Entre indagações e diálogos, o momento alto lisboeta, quando chega, sob o sol quase a pico, na milagrosa manhã de 13 de Maio, é com os dois sérios jornalistas de calças arregaçadas até ao joelho e muito turista de boca aberta. Spörrle e Severgnini, de pés numa água escura e mal cheirosa à beira da Torre de Belém, procuram lançar ao mar um barquinho, feito ali em estaleiro improvisado com o jornal mais à mão (um PÚBLICO, onde por coincidência se lê na capa que Duas zonas da Grande Lisboa estão a afundar-se). 

É um barco que da popa à proa é feito de notícias de crise e resgate, FMI e UE, patriotismos e partidos mas também de viagens, sob o mote da Liga Europa a Dublin via Fugas, ou de unanimidade e alegria para com a escrita iluminada de Manuel António Pina, Prémio Camões. Neste barquinho de notícias, um marinheiro especial: um pequeno pintainho de peluche, quase um Calimero, mas amarelinho e sem casca de ovo como capacete. Faz-se à água o pintainho marinheiro nesta caravela de notícias sobre uma Europa em crise de nervos. 

Mas isto, já se vê, é apenas um alegórico ponto final nesta odisseia de Spörrle e Severgnini, Enquanto se esquadrinha a Europa, o pintainho marinheiro, na verdade propriedade da filha pequena de Spörrle e a quem o pai prometeu uma foto da ave em cada cidade que passasse, é salvo no último segundo de uma nevrótica e ameaçadora onda de meio palmo e regressa são e salvo ao passeio de Belém, no seu barco de notícias. Um milagre, talvez abençoado pelas estatuetas de Nossa Senhora de Fátima - umas que mudam de cor conforme o tempo, que os jornalistas receberam de souvenir minutos antes, prenda da "guia" Catarina, no dia em que se celebra a aparição da Virgem na Cova da Iria. 

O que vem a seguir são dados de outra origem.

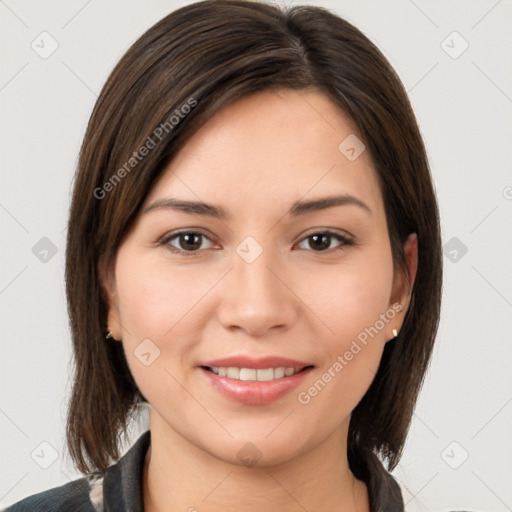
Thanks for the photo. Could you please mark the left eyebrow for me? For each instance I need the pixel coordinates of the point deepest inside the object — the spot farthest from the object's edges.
(297, 208)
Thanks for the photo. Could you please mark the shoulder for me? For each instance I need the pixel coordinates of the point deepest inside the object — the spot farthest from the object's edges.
(73, 496)
(119, 488)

O riso dos jornalistas é contagiante face a tanta idiossincrasia kitsch junta. Mas os olhos brilham-lhes um pouco mais perante a tradução de um poema de Caeiro/Pessoa escrito a letras brancas de estrada no alcatrão ribeirinho: "O Tejo é mais belo que o rio que corre pela minha aldeia / Mas o Tejo não é mais belo que o rio que corre pela minha aldeia / Porque o Tejo não é o rio que corre pela minha aldeia." Simples complexidades pessoanas a fecharem a Europa com saída de emergência directa para o mar. Não em vão, Spörrle e Severgnini já têm novo destino marcado para 2012: vão seguir em odisseia pelas Américas. Eles bem tinham apontado o dedo nessa direcção.